初めてレコーディングをしてから6日が経ったが、私はベースの練習を程々にダンスに邁進していた。

毎日楽器屋RACKのレコーディングスタジオに通いダンスを練習している。

そしてついに、選抜全ポジション分のダンスを覚えきったのだ。

ただ、覚えただけでまだ完成度は納得いく様なレベルではない。

だが、とりあえずひと段落ついたという気持ちはあった。


「嬢ちゃんそろそろ締めるからあがってくれ」

毎日の様に店長に急かされ後片付けをする。

そして、1階に戻るとコーヒーの匂いが私を包んでくれる。


「今日は味をちょっと変えてみたが、分かるか?」

帰る前に1杯分のコーヒーを楽しむ。

最近の習慣になっていた。


「少し後味が残る感じしますね!こっちの方が好きかもしれません」

相変わらず角砂糖を2つ入れないとコーヒーを飲めない私。

まだまだ、コーヒーの本当の美味しさを知るには実力不足だ。


「あたりだ!嬢ちゃんコーヒー淹れるセンスあるかもな」

話す事は大体こんな感じで、そんなに深い話はしていない。

美味しいバームクーヘンもついに最後の一切れとなり、少し寂しさを感じながらかじる。

ゆったりとした時間に浸かれるこの空間は好きだ。


明日には本番のレコーディングをするのに、正直身が入っていない。

2人の自分が答えを出すのを拒んでいるからだ。

自然とため息がでる。


「嬢ちゃん見てると面白いよな。

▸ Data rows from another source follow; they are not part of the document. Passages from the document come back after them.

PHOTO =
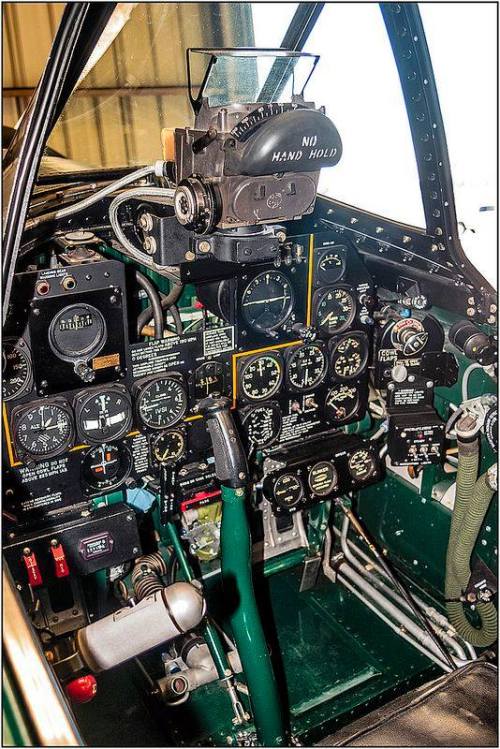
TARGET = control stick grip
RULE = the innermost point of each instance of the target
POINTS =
(231, 466)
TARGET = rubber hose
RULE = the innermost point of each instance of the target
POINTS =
(154, 300)
(458, 571)
(468, 466)
(166, 302)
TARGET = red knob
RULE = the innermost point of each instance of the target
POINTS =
(82, 690)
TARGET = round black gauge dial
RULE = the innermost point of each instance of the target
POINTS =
(106, 466)
(17, 373)
(43, 429)
(267, 301)
(288, 491)
(306, 367)
(341, 403)
(77, 332)
(261, 377)
(262, 424)
(331, 266)
(161, 402)
(208, 379)
(362, 464)
(349, 356)
(323, 478)
(168, 447)
(335, 311)
(104, 414)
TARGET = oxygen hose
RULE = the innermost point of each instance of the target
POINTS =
(471, 504)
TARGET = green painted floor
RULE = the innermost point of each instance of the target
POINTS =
(332, 658)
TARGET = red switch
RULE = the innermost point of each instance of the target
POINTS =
(32, 568)
(60, 564)
(83, 689)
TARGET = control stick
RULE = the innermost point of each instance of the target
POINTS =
(231, 470)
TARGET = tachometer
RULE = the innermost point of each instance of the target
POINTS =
(17, 373)
(103, 414)
(261, 376)
(262, 424)
(335, 310)
(267, 301)
(161, 401)
(42, 429)
(306, 367)
(349, 356)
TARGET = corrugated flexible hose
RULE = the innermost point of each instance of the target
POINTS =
(471, 504)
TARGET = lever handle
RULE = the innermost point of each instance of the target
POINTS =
(231, 466)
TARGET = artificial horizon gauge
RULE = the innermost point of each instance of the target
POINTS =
(106, 466)
(349, 356)
(323, 478)
(169, 446)
(362, 464)
(330, 266)
(288, 491)
(42, 429)
(335, 310)
(341, 402)
(103, 414)
(76, 332)
(208, 379)
(262, 424)
(267, 301)
(306, 367)
(160, 401)
(260, 376)
(17, 370)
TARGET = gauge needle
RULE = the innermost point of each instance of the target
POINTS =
(266, 301)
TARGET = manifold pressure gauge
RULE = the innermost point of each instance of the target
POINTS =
(168, 447)
(106, 466)
(17, 372)
(341, 403)
(334, 310)
(267, 301)
(262, 424)
(306, 367)
(260, 376)
(42, 429)
(349, 356)
(160, 401)
(362, 465)
(103, 414)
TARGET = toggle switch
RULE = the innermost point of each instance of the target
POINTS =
(61, 568)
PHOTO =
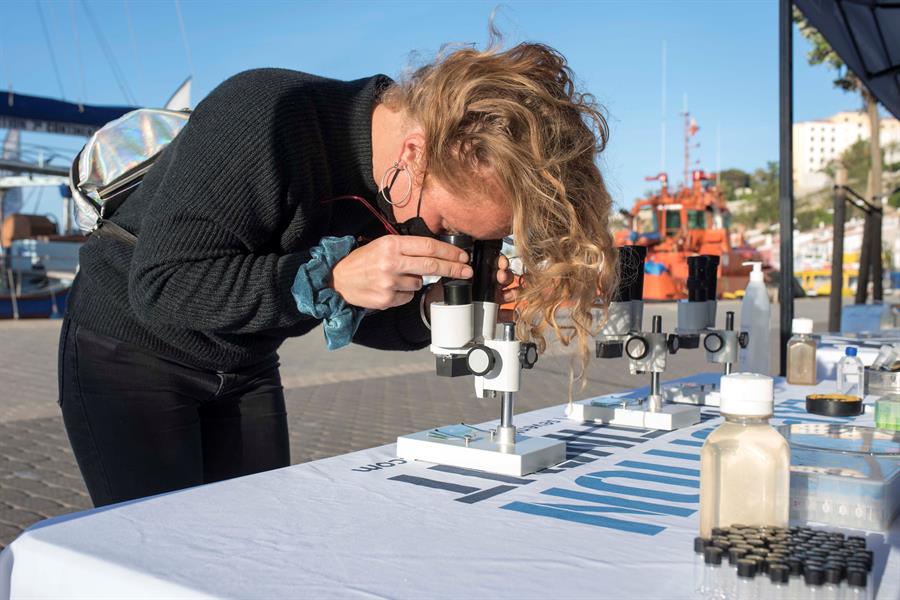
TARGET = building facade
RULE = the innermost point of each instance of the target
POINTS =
(817, 143)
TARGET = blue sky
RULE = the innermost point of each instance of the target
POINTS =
(723, 54)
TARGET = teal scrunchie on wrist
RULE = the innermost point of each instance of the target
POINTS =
(316, 298)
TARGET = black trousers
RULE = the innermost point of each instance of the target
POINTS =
(140, 424)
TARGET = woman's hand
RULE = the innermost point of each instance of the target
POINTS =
(504, 277)
(388, 271)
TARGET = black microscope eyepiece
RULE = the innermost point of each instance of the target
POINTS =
(712, 276)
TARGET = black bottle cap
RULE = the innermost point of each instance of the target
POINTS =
(814, 576)
(857, 578)
(755, 541)
(862, 565)
(833, 574)
(457, 292)
(736, 554)
(712, 555)
(746, 568)
(779, 573)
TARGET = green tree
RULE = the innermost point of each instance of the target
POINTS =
(761, 203)
(731, 180)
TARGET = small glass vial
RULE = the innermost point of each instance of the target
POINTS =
(747, 588)
(713, 574)
(801, 353)
(856, 585)
(744, 463)
(779, 578)
(887, 412)
(850, 374)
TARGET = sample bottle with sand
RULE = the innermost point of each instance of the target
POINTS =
(745, 462)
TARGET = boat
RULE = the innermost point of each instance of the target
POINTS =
(674, 226)
(39, 266)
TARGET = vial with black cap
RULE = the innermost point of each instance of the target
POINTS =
(713, 582)
(747, 587)
(857, 585)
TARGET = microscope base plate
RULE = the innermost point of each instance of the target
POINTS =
(527, 455)
(672, 416)
(698, 394)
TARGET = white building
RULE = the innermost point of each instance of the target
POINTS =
(817, 143)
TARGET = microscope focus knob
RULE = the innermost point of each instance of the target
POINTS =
(713, 342)
(480, 360)
(528, 355)
(672, 344)
(636, 348)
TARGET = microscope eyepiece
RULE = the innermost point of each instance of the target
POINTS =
(712, 276)
(460, 240)
(696, 282)
(485, 254)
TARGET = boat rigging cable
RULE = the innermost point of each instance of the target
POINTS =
(73, 13)
(62, 92)
(137, 55)
(110, 57)
(187, 46)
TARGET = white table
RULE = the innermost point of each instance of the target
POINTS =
(831, 349)
(615, 521)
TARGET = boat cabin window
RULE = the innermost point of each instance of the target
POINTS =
(673, 221)
(696, 219)
(645, 221)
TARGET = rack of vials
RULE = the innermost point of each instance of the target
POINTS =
(772, 563)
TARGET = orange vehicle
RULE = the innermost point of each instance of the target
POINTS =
(693, 221)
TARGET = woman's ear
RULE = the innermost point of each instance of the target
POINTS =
(413, 154)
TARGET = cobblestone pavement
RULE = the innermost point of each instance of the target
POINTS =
(337, 402)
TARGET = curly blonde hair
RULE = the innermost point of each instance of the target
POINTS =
(517, 113)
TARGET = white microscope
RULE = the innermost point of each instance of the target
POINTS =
(696, 321)
(464, 341)
(646, 351)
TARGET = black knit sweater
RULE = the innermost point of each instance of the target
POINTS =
(226, 217)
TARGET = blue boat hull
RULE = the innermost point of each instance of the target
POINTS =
(36, 305)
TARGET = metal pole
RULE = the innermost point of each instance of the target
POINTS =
(865, 261)
(837, 250)
(785, 170)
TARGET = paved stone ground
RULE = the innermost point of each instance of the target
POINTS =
(337, 402)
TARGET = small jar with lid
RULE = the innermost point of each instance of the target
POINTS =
(745, 462)
(801, 353)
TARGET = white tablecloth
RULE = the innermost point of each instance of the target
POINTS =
(615, 521)
(832, 345)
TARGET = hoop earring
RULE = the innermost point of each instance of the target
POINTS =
(396, 169)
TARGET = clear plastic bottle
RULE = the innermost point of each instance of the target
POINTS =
(744, 463)
(850, 374)
(755, 319)
(887, 412)
(801, 353)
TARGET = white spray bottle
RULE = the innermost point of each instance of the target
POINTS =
(755, 314)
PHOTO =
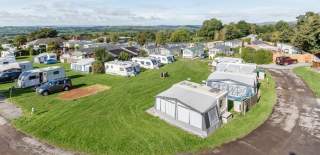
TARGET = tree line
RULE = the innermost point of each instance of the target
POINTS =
(304, 33)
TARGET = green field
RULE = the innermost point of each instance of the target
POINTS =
(310, 77)
(115, 121)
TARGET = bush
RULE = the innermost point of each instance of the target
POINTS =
(251, 55)
(98, 67)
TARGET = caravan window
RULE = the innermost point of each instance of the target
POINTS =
(56, 72)
(32, 77)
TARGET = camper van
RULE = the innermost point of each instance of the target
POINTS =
(147, 62)
(7, 60)
(38, 76)
(163, 59)
(122, 68)
(46, 58)
(218, 60)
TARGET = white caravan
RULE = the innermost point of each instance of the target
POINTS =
(147, 62)
(218, 60)
(38, 76)
(84, 65)
(7, 60)
(122, 68)
(163, 59)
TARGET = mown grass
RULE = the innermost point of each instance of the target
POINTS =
(311, 77)
(115, 121)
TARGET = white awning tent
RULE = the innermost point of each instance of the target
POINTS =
(192, 107)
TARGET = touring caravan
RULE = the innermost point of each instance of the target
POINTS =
(35, 77)
(147, 62)
(122, 68)
(163, 59)
(47, 58)
(84, 65)
(7, 60)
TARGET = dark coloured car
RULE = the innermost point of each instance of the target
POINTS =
(54, 86)
(9, 75)
(285, 61)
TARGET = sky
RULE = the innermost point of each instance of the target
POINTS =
(148, 12)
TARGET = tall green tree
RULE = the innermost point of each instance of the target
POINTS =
(307, 32)
(161, 38)
(124, 56)
(141, 38)
(210, 27)
(180, 35)
(19, 40)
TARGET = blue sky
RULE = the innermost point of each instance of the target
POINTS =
(148, 12)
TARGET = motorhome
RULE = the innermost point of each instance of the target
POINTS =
(147, 62)
(38, 76)
(122, 68)
(7, 60)
(47, 58)
(164, 59)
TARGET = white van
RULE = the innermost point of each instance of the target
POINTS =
(163, 59)
(122, 68)
(38, 76)
(147, 62)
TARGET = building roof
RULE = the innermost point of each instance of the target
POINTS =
(46, 41)
(237, 68)
(198, 97)
(247, 79)
(9, 66)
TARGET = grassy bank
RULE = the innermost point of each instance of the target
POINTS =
(115, 121)
(310, 77)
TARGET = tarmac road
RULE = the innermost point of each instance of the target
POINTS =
(292, 129)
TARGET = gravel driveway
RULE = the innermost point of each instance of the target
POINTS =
(292, 129)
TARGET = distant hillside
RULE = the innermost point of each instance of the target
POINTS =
(15, 30)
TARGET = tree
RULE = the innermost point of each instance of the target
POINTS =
(53, 46)
(161, 38)
(19, 40)
(307, 32)
(180, 35)
(244, 28)
(114, 37)
(209, 27)
(141, 38)
(231, 31)
(43, 33)
(124, 56)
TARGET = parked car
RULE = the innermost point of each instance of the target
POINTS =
(9, 75)
(285, 61)
(54, 86)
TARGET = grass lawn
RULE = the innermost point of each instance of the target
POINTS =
(310, 77)
(115, 121)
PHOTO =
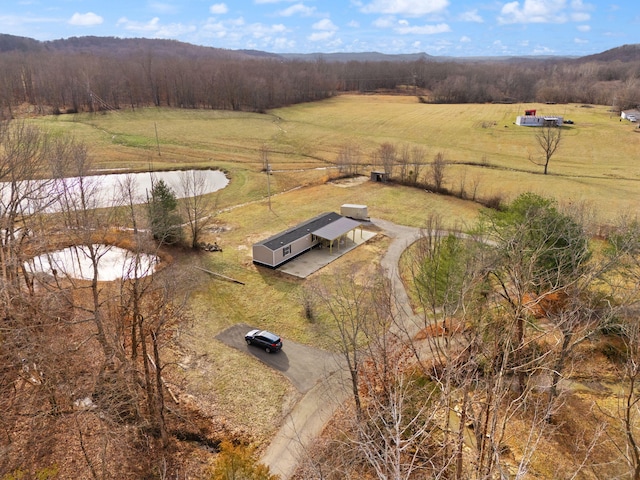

下でなんかやってる間は鬼みたいな顔してるのに、バームクーヘン摘んでる間は子供みたいに嬉しそうな顔してるもんな」

店長もバームクーヘンを食べながら、私をからかう。

自分では顔を見ていないから分からないが、多分顔は真っ赤に染まっているはずだ。


「ベース弾いてる時は、常に怖い顔してると思ってたがレコーディングしてる時はいい顔してた。嬢ちゃんは誰をイメージしながら弾いてたんだ?」

店長はコーヒーをすすりながら私の顔をみる。

その顔は優しくも真っ直ぐ私の目を見つめていた。